Wellington, New Zealand – September 27, 2023 – The Hulusi, a woodwind musical instrument native to southwest China’s Yunnan Province, has captured the hearts of music lovers worldwide with its smooth and tender tones, delivering an authentic Chinese flavor. In New Zealand’s South Island, one man stands out as a star in the Chinese community due to his remarkable mastery of this traditional Chinese musical instrument – David Stringer.
Last weekend, Stringer mesmerized the audience with a beautiful rendition of the Chinese folk melody “Deep in the Bamboo Forest” on the hulusi at the annual Moon Festival Gala Concert organized by the Chinese community in Christchurch.
While the hulusi may seem easy to play at a basic level, Stringer tackled the challenging “Deep in the Bamboo Forest,” which is a Grade 6 exam piece, showcasing his impressive skills on this unique instrument. He also goes by the name Qin Dawei, a Chinese moniker he holds dear.
Stringer explained that “Deep in the Bamboo Forest” vividly portrays the early spring sunshine flooding the earth and the enchanting music that drifts through the depths of the bamboo forest.

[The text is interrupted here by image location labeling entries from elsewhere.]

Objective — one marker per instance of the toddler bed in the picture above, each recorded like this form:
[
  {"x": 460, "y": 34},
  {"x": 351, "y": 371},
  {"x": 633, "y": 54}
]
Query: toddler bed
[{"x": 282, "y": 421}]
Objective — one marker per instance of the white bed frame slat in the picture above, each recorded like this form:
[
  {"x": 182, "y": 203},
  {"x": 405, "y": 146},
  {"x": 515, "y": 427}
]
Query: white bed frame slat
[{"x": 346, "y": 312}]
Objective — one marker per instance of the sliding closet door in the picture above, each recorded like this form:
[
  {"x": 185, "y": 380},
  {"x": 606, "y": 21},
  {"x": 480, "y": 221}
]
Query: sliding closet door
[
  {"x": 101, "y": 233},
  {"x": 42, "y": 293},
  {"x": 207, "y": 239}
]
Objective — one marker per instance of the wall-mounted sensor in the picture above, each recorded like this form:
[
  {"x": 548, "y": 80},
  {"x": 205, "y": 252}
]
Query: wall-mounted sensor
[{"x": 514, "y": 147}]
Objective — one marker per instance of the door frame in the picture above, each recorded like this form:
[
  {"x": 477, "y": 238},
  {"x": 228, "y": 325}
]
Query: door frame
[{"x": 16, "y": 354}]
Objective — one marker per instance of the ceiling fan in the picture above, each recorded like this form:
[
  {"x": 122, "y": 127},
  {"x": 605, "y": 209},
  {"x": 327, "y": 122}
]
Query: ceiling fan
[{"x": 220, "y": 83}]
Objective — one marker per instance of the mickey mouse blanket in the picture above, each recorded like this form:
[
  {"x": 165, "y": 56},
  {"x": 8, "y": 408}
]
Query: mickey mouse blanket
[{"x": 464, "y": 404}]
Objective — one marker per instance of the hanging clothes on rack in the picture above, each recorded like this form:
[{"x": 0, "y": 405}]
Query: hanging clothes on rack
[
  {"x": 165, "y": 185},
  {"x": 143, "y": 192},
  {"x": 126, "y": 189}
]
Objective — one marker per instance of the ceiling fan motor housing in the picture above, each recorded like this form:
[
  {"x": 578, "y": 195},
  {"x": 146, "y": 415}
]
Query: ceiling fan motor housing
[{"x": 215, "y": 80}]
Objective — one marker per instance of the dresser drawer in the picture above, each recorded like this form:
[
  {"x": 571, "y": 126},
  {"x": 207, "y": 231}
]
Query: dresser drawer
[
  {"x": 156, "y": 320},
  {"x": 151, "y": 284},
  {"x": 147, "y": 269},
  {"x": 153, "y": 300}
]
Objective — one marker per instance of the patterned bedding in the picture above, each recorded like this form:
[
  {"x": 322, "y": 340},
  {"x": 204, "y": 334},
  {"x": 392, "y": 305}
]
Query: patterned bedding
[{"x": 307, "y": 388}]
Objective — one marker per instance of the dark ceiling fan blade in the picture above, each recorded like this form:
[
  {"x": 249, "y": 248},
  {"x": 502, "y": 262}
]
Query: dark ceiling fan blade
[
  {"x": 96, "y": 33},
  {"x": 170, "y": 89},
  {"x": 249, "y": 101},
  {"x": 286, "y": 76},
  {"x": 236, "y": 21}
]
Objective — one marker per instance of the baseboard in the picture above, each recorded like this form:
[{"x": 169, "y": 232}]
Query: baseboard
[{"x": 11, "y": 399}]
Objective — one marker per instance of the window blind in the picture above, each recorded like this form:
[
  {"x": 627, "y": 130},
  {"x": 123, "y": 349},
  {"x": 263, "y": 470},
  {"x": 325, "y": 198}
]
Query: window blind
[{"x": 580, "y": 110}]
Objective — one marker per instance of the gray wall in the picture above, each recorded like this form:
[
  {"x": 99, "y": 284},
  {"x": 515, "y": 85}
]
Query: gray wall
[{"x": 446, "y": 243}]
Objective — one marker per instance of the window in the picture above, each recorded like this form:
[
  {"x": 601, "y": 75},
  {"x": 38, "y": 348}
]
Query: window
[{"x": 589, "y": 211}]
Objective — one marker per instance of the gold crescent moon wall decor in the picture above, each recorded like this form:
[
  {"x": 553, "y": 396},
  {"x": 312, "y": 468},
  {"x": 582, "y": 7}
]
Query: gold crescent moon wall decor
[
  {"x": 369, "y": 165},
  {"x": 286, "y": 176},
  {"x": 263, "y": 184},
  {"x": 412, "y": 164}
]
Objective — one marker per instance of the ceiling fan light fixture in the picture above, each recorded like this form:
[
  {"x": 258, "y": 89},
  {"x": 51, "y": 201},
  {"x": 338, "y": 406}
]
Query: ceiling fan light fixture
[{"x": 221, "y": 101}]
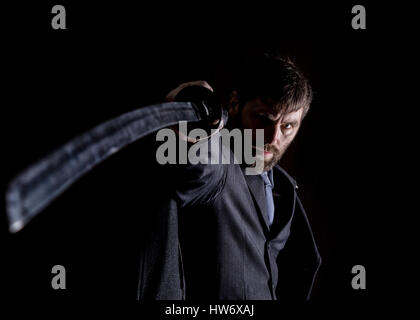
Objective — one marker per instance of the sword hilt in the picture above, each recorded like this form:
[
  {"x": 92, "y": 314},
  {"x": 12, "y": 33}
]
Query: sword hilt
[{"x": 206, "y": 104}]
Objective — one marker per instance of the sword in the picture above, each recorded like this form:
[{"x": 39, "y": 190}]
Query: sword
[{"x": 36, "y": 187}]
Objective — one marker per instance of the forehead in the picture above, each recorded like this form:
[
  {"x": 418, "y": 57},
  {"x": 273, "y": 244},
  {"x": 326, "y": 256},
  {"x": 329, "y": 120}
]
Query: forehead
[{"x": 275, "y": 111}]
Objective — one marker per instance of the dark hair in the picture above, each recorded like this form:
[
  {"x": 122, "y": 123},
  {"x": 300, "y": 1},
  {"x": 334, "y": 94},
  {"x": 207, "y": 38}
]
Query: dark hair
[{"x": 275, "y": 79}]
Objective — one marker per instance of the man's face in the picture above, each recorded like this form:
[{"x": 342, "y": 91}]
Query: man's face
[{"x": 279, "y": 129}]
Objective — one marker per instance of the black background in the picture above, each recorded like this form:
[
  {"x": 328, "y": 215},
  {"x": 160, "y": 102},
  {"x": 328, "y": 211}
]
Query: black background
[{"x": 116, "y": 57}]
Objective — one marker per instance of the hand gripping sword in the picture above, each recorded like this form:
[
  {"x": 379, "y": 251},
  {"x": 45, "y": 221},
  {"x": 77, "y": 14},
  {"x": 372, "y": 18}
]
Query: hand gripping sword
[{"x": 36, "y": 187}]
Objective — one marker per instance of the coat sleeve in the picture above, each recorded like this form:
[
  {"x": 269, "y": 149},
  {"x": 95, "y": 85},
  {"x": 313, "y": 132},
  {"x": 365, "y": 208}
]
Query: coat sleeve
[{"x": 199, "y": 184}]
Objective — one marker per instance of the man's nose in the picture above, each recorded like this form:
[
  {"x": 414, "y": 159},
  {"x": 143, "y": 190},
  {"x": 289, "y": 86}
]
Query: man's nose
[{"x": 272, "y": 133}]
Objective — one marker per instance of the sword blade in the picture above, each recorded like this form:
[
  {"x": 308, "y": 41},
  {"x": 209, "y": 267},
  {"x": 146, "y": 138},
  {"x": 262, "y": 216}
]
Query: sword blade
[{"x": 36, "y": 187}]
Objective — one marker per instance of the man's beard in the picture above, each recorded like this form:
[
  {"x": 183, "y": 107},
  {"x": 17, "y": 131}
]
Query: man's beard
[{"x": 277, "y": 155}]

The Hulusi, also known as the cucurbit flute and gourd flute, is a free reed wind instrument originating from China. In recent years, it has found resonance with European composers and performers.
Stringer’s hulusi performance was just one of over 20 music and dance programs featured at the Moon Festival Gala Concert. The event celebrated the Mid-Autumn Festival, an annual occasion of love and family reunion on the Chinese lunar calendar, which fell on a Friday this year.
Stringer’s journey with the hulusi began ten years ago when he first encountered the instrument during a trip to Zhangjiajie in central China’s Hunan province. Intrigued by the hulusi, he was gifted one by a friend who also taught him the basics of playing it.
The following year, Stringer returned to China and acquired a C Major hulusi in Changsha and a B-Flat one in the city of Yueyang. Today, he possesses a total of five hulusi of different tune types.
“From a young age, I was introduced to Chinese culture. More recently, I have been learning Chinese and making many friends in the Chinese community in Christchurch. Like New Zealanders, I find them friendly and encouraging,” said Stringer.
As immigration has increased, Chinese cultural celebrations such as the Chinese New Year, the Lantern Festival, and the Mid-Autumn Festival have played a significant role in enriching New Zealand’s cultural landscape.
Stringer actively participates in a hulusi group in Christchurch and has performed with them on numerous occasions. “Just like being part of a choir, I have found that the friendships formed are beneficial for me and my language learning. It brings us all together,” he expressed.
Stringer concluded, “I have been privileged to make friends with many Chinese people, learn from them, and perform with them. It brings us together, Qian Li Gong Chan Juan.” He also noted that the Mid-Autumn Festival, known as the Harvest Festival in the West, holds great importance for the Chinese people, especially as it coincides with China’s National Day.
David Stringer’s mastery of the hulusi flute has not only enriched his life but also fostered cultural connections and shared experiences that transcend borders, embodying the universal language of music.